I’ve been thinking about grinding lately. Grinding in video games, per Wikipedia, “is a term used in video gaming to describe the process of engaging in repetitive tasks during video games.” It’s an issue in gaming, of course, and there are numerous posts about that already. (I fall in the middle on that – some grinding is necessary and even enjoyable, but find a way to make it integrated into the plot. I don’t wanna always be killing 10 more rats.)
But today we had our first meeting for the Teen Summer Reading planning committee, and we had a discussion about gamification. It was a brief discussion centering around our use of bingo boards last year. The bingo boards were not very popular, and we were trying to figure out where to go from there. How did we make it “fun” without the grind?
Now, my two cents on the matter is that while the world is full of fun things, and even fun ways to learn things, the truth of the matter is that eventually you have to grind at least a little. You have to go into a place you might not want to go and do something that feels repetitive to get the experience you need to move on. Once you’re proficient, you can hop into bigger adventures, bigger challenges. Heck, you can even show other people the best way to get around that particular dungeon. But they’ll come to their own grind eventually.
When I started baking, it was boxed brownies. All the time. No variation from the instructions. Dozens of boxes of brownies over the first couple months that I was learning to bake. It wasn’t always fun, but it was nice to see people enjoying the product of my labor. Occasionally I regretted offering to make brownies for an event, but eventually it became no big deal. I could make a decent batch of boxed brownies in my 30 minute lunch from work (true story).
From what I learned making endless brownies, I figured out how my oven worked differently from the test ovens in the recipes, or how to modify it to make it fluffier or denser, how to tell by smell when sugar smells done but not burnt. I could use those skills on cookies, then cakes, then pastries. The skills built on one another, but it started with just a little bit of grinding.
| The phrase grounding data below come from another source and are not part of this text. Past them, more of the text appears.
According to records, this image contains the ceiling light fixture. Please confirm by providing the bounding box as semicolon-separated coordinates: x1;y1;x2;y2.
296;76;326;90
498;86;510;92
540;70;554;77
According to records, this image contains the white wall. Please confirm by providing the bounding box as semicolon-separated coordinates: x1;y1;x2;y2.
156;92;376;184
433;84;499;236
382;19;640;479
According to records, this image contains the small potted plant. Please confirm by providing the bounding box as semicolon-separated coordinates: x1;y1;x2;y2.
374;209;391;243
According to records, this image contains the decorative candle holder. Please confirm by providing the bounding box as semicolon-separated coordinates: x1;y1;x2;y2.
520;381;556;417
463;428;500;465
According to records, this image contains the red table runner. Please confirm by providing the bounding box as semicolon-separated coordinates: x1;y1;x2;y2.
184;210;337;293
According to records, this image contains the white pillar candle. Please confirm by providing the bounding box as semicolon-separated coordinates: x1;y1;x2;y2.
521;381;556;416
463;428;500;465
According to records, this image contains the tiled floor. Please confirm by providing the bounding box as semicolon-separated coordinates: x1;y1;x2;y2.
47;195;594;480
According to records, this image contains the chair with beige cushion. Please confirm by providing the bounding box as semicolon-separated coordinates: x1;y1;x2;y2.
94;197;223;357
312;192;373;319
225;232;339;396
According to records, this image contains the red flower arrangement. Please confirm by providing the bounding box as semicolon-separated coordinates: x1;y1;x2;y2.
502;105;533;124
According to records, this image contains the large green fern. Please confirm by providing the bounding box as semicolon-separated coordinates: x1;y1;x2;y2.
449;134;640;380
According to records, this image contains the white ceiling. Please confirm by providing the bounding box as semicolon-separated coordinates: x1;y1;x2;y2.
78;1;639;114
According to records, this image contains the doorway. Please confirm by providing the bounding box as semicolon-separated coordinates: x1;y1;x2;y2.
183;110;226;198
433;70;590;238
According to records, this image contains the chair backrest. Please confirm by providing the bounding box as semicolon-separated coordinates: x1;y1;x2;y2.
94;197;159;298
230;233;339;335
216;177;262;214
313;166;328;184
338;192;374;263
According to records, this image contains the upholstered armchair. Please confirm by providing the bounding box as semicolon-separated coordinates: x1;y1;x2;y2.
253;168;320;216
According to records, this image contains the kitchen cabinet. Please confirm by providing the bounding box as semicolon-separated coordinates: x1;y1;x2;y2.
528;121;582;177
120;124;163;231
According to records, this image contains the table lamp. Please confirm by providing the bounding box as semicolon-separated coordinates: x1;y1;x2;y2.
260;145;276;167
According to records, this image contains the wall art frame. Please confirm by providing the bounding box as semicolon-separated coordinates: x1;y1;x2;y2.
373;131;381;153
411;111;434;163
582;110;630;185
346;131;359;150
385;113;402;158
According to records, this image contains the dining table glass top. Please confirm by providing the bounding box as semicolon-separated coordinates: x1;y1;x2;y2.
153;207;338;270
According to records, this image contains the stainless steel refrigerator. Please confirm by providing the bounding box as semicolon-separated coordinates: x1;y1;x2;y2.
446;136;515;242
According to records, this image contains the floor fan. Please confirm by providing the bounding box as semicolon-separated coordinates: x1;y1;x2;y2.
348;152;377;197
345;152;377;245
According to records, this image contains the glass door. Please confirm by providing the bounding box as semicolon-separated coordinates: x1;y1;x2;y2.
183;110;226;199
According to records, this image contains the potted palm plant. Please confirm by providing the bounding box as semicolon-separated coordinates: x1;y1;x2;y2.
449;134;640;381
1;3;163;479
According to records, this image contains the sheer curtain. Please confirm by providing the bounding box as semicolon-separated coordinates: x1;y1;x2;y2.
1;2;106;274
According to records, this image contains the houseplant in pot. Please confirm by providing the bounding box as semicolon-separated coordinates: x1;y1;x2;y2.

We ask students to study and do homework to gain proficiency. It’s not because we think that homework is so gosh darned fun. It’s because that repetition with tiny variations help them learn. We ask for a certain number of practice hours with a supervising driving before getting a driver’s license.
Sometimes we mix the idea of “paying our dues” in with grinding, and I want to be careful here. Paying dues indicates that you have to start at the bottom for a certain period of time, which is not something I’m necessarily in agreement with.
I will, however, agree that that sometimes starting a new skill isn’t always fun – it can have its fair dose of grinding. The important thing is to make the grinding seem relevant. If we want teens (or kids or adults) to learn new skills using the library as a resource, we need to make sure that the boring parts are made incredibly relevant.
Just like the level ups you get from killing rats and looting chests let you beat the next boss, skill introductions need to have a visible and important benefit.
They’re going to have to grind. Video game designers need to make it relevant to their game. It’s our jobs as educators to make it relative to the goals of a learner.